As my friend and mentor Margaret Wheatley stated in Turning to One Another, “Relationships are all there is. Everything in the universe only exists because it is in relationship to everything else. Nothing exists in isolation. We have to stop pretending we are individuals that can go it alone.”

So, if you are in a marriage (or committed relationship) what can you learn about the challenges that you face that are upsetting, or destructive, or hurtful? When you feel wronged, what were you expecting? How were you hurt? How did you hurt your lover/partner? What needs were not met and why not? Or Why should they be met? Or what if you are projecting your needs onto your partner and what you perceive they might be doing, is exactly what you are doing? Trust me…this happens a lot.

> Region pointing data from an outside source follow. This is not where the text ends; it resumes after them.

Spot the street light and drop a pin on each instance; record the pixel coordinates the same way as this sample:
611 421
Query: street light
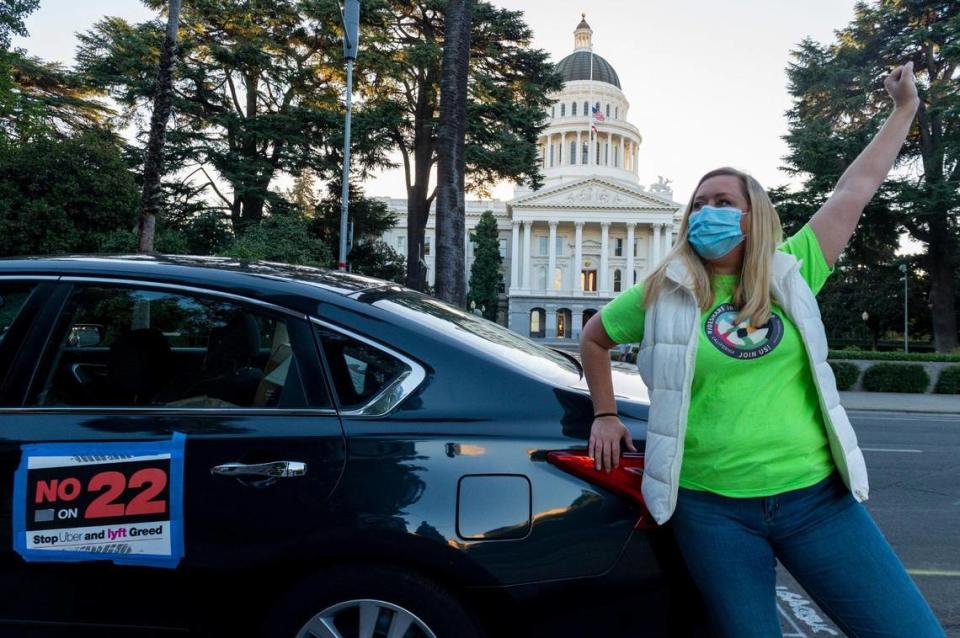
350 16
903 269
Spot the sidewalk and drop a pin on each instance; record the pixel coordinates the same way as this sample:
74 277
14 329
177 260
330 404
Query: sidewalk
901 402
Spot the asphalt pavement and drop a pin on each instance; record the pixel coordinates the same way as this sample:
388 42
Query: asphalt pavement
913 462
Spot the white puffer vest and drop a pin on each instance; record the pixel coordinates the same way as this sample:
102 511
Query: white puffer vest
666 363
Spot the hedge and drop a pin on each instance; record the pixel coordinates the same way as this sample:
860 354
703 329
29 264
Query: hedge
893 377
846 374
870 355
949 381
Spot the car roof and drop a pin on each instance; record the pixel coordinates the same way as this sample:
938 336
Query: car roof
258 279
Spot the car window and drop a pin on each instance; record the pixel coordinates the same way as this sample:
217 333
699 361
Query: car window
126 347
482 334
363 376
13 298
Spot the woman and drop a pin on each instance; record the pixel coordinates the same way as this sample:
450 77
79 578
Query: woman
748 452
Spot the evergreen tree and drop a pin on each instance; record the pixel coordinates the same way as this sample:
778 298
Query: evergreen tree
485 273
839 104
507 90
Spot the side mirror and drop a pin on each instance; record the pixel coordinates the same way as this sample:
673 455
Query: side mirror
85 335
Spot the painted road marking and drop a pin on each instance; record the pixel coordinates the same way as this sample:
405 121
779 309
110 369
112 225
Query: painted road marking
934 572
891 449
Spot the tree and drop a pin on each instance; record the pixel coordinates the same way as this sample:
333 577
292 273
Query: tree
485 273
370 219
839 103
152 165
12 15
508 89
451 162
257 91
64 195
37 97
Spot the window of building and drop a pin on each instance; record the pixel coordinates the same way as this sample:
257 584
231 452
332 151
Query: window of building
537 322
563 323
127 347
588 280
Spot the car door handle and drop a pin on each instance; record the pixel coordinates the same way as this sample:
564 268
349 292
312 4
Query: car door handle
277 469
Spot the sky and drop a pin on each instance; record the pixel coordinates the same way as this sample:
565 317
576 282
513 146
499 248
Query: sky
705 79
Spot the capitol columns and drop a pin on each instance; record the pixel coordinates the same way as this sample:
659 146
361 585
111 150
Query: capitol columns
604 256
552 255
578 260
527 229
657 244
515 256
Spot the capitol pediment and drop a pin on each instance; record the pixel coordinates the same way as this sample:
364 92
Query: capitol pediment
594 193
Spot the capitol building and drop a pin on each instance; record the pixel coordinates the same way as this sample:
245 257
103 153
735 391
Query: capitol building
591 230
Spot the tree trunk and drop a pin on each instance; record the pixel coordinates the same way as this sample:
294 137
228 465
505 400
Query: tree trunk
941 266
451 164
153 163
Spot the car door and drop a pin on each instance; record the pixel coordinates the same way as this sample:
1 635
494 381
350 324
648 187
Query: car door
173 437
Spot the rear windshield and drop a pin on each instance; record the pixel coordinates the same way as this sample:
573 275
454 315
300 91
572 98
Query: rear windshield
482 334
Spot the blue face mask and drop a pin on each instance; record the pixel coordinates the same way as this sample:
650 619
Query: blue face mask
714 232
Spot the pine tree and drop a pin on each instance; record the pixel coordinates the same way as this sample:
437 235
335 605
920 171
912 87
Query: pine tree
485 273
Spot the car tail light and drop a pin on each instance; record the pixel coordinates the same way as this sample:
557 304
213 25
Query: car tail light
623 480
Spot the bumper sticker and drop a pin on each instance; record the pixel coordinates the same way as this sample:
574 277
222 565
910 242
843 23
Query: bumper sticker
101 501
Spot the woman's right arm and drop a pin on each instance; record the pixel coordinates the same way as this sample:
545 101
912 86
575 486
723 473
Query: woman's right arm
606 432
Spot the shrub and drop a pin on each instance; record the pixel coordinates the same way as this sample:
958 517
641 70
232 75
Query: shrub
894 377
949 381
846 374
894 356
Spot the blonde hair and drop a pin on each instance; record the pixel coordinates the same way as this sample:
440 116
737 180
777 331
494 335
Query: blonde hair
752 294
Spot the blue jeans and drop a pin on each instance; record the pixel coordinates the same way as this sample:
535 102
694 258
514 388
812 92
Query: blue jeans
824 538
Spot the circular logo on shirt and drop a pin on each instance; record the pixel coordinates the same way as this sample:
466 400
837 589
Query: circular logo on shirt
742 340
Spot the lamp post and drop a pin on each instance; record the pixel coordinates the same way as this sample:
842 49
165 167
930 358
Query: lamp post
906 273
351 34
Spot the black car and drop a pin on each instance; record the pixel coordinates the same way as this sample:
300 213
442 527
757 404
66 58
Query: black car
223 448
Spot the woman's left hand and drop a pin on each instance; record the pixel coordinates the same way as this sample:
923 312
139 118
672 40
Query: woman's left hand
901 85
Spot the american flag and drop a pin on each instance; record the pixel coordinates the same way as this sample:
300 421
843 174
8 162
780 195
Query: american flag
597 115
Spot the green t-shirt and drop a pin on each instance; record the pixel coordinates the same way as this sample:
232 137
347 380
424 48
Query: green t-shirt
754 426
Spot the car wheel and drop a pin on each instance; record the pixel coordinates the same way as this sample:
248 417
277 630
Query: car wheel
370 602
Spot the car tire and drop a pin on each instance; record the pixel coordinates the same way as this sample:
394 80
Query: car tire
386 593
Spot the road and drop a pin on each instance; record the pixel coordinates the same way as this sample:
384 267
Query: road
913 461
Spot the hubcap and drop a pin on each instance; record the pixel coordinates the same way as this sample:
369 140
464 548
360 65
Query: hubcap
365 618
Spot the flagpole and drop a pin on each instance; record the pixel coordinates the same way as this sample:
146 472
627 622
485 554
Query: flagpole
590 158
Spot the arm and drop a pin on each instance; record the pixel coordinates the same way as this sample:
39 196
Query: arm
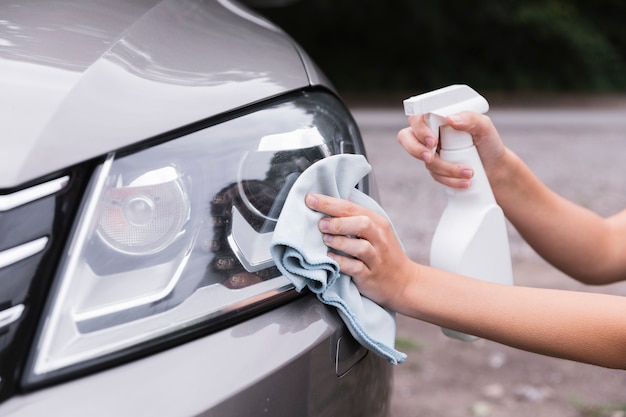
572 238
572 325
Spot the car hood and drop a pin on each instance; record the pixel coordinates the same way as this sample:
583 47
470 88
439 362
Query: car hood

I believe that relationships over time, and especially long term relationships are one of our best teachers about us. If we have unhealed wounds or unresolved hurts, they will reappear time and again with a person you live with. A person who has filled their reserve and is strong internally, will not feel depleted nor defeated if entanglement or fighting occurs in a relationship. Such a person does not take it personally and communicates from love instead of anger. Easier said than done.

Needs need to be fed just like a garden

Relationships are like gardens. They are not accidental, they are planned and nurtured. And they must be weeded, fed, and cared for. Just as a lawn or garden needs water, if you have an automatic sprinkler in place, you don’t see that it needs water…its need has been filled automatically.

If you think of your needs like to be loved, appreciated, etc, how can you set an automatic sprinkler system to meet those needs. Who else in your life can feed that need? When you get that system in place you are not as needy in your primary relationship, and while those needs may still be important, you won’t be in a drought situation where you are depleted of nourishment. And if you see your partner as your mutual garden caretaker, what can you do for her/him out of love and caring and nurturing, just like you would for a beautiful garden?